I’m going to test him—I’m going to back up again, Russell says calmly, Just one step, be ready. And I stand as sturdily as I can, a crazy balancing act, st
ill unable to feel anything in my feet and hardly anything in my hands. And I brace myself, waiting for Russell to do it. The wind blasts us again and doesn’t die off this time, an unending gust. And then, at last, like slow motion, Russell pulls back his left leg and retreats one step.
Just like that, as if timed to Russell’s movement, the seal jerks forward. Another couple feet, all in one quick burst. But the same as before, he stops himself and arcs up, his back raising his chest off the ice, towering, so that he looks as tall as Russell. And I know now—Spots isn’t going to take back any of his own steps, but with each one Russell gives up in retreat, he’s going to come closer, eating up the distance between us. I tell Russell but he already knows what’s happening, and he tells me there’s only thing to do now, and I need to help him the best I can. Use your thumbs—aim for the eyes, he tells me. I know that the moment I try to do anything I’ll lose my balance and fall to the ice, but I ask if I should try to get the fishing pole for him. Without turning his head around to see where I am, he asks me how far it is from me. I tell him it’s about six feet behind me. No, is all he says, If we go back, the seal charges, it’s not worth it. Then Russell doesn’t say anything more, and the stalemate continues and the only thing that moves is the wind. Right when I think Russell must be changing his mind, and that he’s decided to wait the seal out, and let it retreat to the water on its own, he says it: You ready?

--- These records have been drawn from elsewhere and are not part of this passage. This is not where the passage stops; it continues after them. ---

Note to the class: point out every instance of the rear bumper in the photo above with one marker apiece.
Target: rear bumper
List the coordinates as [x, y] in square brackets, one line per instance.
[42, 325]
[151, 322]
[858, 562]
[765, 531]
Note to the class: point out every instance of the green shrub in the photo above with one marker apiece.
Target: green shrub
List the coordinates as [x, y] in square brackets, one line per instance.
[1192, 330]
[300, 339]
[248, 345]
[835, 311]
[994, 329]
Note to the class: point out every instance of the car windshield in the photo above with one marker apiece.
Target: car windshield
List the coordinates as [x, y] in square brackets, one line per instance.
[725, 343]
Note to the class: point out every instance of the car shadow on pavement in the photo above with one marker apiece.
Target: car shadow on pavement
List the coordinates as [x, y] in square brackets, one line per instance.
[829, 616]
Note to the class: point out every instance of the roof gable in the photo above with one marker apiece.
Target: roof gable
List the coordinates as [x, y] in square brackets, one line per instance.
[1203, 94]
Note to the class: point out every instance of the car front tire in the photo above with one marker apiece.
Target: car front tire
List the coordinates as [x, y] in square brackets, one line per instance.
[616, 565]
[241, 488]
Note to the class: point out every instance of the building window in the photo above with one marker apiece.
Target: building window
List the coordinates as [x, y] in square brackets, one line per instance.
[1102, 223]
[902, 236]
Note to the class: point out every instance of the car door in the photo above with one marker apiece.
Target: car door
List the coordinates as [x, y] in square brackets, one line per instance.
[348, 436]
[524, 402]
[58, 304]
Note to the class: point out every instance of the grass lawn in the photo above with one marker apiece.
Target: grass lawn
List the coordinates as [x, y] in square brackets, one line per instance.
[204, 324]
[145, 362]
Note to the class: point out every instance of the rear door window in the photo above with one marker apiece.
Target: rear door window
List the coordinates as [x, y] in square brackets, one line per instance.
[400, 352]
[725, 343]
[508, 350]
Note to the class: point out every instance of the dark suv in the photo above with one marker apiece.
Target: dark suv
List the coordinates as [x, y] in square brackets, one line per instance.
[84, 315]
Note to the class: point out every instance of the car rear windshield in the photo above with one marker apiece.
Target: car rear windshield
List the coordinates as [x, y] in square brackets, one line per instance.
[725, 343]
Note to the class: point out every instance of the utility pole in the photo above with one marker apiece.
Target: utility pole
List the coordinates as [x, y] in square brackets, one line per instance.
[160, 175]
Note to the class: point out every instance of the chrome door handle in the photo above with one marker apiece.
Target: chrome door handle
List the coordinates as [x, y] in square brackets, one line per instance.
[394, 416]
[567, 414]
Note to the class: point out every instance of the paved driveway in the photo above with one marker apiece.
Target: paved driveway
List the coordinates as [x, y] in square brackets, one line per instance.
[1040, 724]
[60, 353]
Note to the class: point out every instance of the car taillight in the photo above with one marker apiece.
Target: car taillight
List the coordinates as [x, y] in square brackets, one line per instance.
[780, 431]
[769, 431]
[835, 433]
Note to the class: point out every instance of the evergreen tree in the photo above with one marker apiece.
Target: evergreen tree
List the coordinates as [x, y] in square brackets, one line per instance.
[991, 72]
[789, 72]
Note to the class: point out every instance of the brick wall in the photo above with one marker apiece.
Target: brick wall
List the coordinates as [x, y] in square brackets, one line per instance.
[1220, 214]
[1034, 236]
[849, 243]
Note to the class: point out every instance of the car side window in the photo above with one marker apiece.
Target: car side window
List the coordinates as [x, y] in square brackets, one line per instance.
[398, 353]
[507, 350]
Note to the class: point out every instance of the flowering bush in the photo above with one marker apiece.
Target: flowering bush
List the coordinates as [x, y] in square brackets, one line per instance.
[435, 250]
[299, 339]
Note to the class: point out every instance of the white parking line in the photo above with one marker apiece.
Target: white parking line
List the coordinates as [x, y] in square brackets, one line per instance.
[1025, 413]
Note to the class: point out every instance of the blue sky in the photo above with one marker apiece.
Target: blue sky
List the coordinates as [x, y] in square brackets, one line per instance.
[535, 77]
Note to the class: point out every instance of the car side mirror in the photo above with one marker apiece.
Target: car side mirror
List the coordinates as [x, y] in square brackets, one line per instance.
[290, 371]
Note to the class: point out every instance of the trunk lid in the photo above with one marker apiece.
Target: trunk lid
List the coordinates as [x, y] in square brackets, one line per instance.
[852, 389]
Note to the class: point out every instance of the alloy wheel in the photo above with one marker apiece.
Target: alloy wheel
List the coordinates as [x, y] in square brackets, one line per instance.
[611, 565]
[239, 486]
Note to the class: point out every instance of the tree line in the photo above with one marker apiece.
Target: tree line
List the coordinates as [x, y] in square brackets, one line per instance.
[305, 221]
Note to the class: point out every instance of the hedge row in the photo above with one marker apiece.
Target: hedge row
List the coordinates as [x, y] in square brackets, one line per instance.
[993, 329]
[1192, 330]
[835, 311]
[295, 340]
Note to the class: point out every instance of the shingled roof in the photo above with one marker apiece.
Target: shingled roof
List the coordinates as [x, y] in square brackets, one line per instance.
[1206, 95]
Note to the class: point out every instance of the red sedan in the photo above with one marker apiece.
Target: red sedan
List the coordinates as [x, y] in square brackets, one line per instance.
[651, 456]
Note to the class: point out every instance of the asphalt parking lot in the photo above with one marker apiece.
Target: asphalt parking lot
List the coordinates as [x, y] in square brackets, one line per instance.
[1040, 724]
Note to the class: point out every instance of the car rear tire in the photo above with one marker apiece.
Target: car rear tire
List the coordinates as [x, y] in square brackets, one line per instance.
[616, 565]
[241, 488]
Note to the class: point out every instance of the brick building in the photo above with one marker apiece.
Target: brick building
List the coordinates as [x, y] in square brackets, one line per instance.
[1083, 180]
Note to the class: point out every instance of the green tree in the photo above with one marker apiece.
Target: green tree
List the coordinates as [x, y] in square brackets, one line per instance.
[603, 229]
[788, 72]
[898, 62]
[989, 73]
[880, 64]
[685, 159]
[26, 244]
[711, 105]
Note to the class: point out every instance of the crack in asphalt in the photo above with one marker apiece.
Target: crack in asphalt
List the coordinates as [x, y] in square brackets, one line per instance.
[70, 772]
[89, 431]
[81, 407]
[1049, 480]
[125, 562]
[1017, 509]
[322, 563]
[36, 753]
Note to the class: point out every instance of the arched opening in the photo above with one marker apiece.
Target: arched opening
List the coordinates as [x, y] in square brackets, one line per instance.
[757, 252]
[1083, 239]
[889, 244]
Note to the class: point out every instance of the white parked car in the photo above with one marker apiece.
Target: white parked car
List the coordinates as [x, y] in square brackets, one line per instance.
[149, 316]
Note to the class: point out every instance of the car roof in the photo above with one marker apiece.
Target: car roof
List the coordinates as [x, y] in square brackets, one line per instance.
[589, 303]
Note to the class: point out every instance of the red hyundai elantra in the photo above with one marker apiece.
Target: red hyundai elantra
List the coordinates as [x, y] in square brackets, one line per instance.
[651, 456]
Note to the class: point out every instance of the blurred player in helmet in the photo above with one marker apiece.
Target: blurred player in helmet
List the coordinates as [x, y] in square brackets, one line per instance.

I tell him I think I am. And then, before he can do anything, in the last moments of the stalemate, I ask what his plan is. And he tells me: I’m going to tackle the son of a bitch to the ground. And with that, I just wait, ready to spring forward, imagining my thumbs sinking into the soft eyes of Spots, blinding him, keeping him from killing Russell and Voley. But it’s not Russell who starts the charge, it’s Voley—all of the sudden, in a three-legged rampage, he stops snarling and darts ahead of Russell. No! I shout, and before the words get out of my mouth and into the icy wind, Voley stops, just a few feet in front of the seal. But the seal doesn’t move, back or forward, and Voley growls with everything he’s got, warning the seal to leave. Spots doesn’t move. And I see why now—his eyes aren’t even on Voley—he’s watching Russell. He’s sized Russell up as our alpha, and Russell’s the only one he’s after. I tell Russell the seal’s looking at him, but Russell doesn’t respond. And then I yell for Voley to come back, but Russell cuts me off. Let him bark, Russell says. If he backs up, the seal will charge. And then he orders me forward, into the gusts: Walk forward with me.